After three weeks, they’d been able to get the breathing tube out of her and she was slowly emerging from the coma. But the long stay in the ICU had taken its toll.
It seems that Pam had been making a ruckus...
She had lost her mind, which is not uncommon in intensive care units.
“Most critical care nurses are familiar with the term ICU psychosis,” writes Nurse Manager Brenda Hixon-Vermillion of the Ohio State University Medical Center’s ICU. She defines it as “a disorder in which patients in an ICU or similar setting experience anxiety, have visual and/or auditory hallucinations, become paranoid, agitated, and potentially violent, and may become disoriented to time and place.”

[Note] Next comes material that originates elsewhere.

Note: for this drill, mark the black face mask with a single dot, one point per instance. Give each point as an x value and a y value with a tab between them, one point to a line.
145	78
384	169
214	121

Patients who have extended stays in ICUs, which Hixon-Vermillion defines as anything longer than two or three weeks, are more prone to the development of serious psychological and cognitive problems. Most critical care nurses are familiar with the term ICU psychosis. Brown cites studies which show that approximately one in every three patients who spend more than five days in a critical care unit will experience some sort of psychotic reaction.

As in other instances, they recognize the same problems over and over again, but nothing seems to get done.